- Authors: H. Dell, V. Kabanets, D. van Melkebeek, and O. Watanabe.
- Reference: Computational Complexity, 22: 345-383, 2013.
Special issue for selected papers from the
27th IEEE Conference on Computational Complexity.
- Earlier version:
Abstract
The Valiant-Vazirani Isolation Lemma provides an efficient procedure
for isolating a satisfying assignment of a given satisfiable circuit:
Given a Boolean circuit C on n input variables,
the procedure outputs a new circuit C' on the same n
input variables with the property that
(i) every satisfying assignments of C' also satisfies
C, and
(ii) if C is satisfiable then
C' has exactly one satisfying assignment.

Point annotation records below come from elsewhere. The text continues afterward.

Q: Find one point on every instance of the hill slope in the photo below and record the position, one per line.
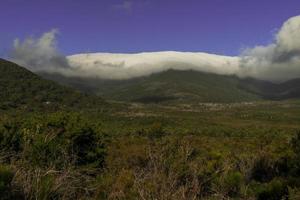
(172, 85)
(20, 88)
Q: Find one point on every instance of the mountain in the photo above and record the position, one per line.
(185, 86)
(20, 88)
(172, 85)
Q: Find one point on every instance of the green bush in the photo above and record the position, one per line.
(274, 190)
(233, 182)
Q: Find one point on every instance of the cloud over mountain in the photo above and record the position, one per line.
(277, 61)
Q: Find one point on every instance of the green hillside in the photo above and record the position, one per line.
(20, 88)
(171, 85)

In particular, if C is unsatisfiable, then (i) implies that
C' is also unsatisfiable.
The Valiant-Vazirani procedure is randomized,
and when C is satisfiable it produces a uniquely satisfiable
circuit C' with probability Ω(1/n).
Is it possible to have
an efficient deterministic witness-isolating procedure?
Or, at least, is it possible to improve
the success probability of a randomized procedure to a large constant?
We prove that there exists
a non-uniform randomized polynomial-time witness-isolating procedure
with success probability bigger than 2/3
if and only if NP is in P/poly.
We establish similar results for other variants of witness
isolation, such as reductions that remove all but an odd number of
satisfying assignments of a satisfiable formula.
We also consider a blackbox setting of witness isolation that
generalizes the setting of the Valiant-Vazirani Isolation Lemma,
and give an upper bound of O(1/n) on the success probability
for a natural class of randomized witness-isolating procedures.